In recent versions of Magento (CE 1.8+ and EE 1.13+), CSRF protection was added to several additional forms, where previously it had only really been used on login form (in the frontend). This has caused problems for quite a few full page cache implementations in addition to Turpentine because it makes the form submission URLs unique to a session which is then cached and, for users that don't have that session/form key, those forms are then broken (i.e. the "Add to Cart" button clicked with the wrong form key simply redirects the client to the homepage rather than actually adding the product to the cart).
This change effectively broke Turpentine for those Magento versions, and finding a solution was not trivial. The first attempt at a fix was to just keep a list of actions that use the form key, and to replace it with the session's correct form key before the action runs. While it worked, it more or less removed the CSRF protection and felt very "hacky", so after some thought a better solution came to mind. Why not have Varnish use ESI to replace the form key inside the links and forms that use it? This keeps the CSRF protection and would have a negligible performance impact as the form key only needs to be requested once and then can be pulled from cache for future requests from that client and session (since the form key is constant for the life of the session). The actual implementation of this presented two hurdles though:
- Because the form key is located inside HTML attributes (
href="http://example.com/example/action/form_key/<esi:include src="http://example.com/getFormKey/"/>/"

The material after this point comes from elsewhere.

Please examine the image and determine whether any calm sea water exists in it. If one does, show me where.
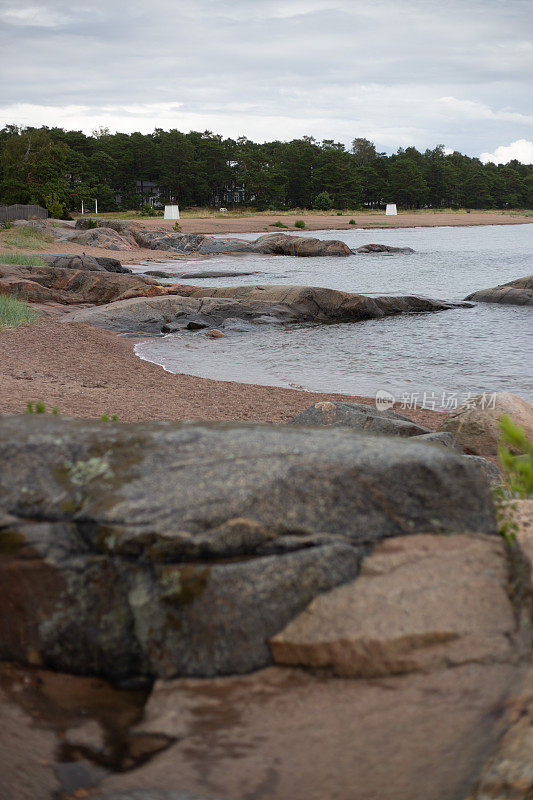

for example), by default Varnish doesn't see the ESI include tag which completely breaks the buttons and forms that use the form key. - How does Magento know when to generate the actual form key, and not the ESI tag that is replaced by the form key. For example, the form key ESI is needed when generating the "Add to Cart" button, but the actual form key is needed both for both the ESI request to pull in the form key, and when that button is clicked so that it can be compared to the form key that was submitted.
The first is solved by a Varnish config change. Adding -p esi_syntax=0x2
to Varnish's startup command tells it to look for any ESI tags, even if they're not in properly structured HTML syntax (like the example). The second was more tricky, at first it seemed a static list of actions that use the form key would be needed (like the original fix) that could be used to tell the mage/core session class when to generate the form key, and when to generate the form key ESI tag. However, the solution was staring me in the face: the request itself tells you when you need the actual form key, as it's only needed when the request includes the form key in the GET params or POST data to do the comparison between the actual form key, and the form key sent with the request. Thus we can just check if the form key was sent in the request and either generate the real form key, or the ESI tag.
As you can see, there are a number of interesting "tricks" required to really integrate Varnish and Magento well, and this only covers the most interesting ones. Things like purging stale ESI blocks or cache warming have been left out, though they are arguably just as important as what was covered for a well functioning Varnish extension. Hopefully in the future Magento will make Varnish integration easier, or even better, add native Varnish support.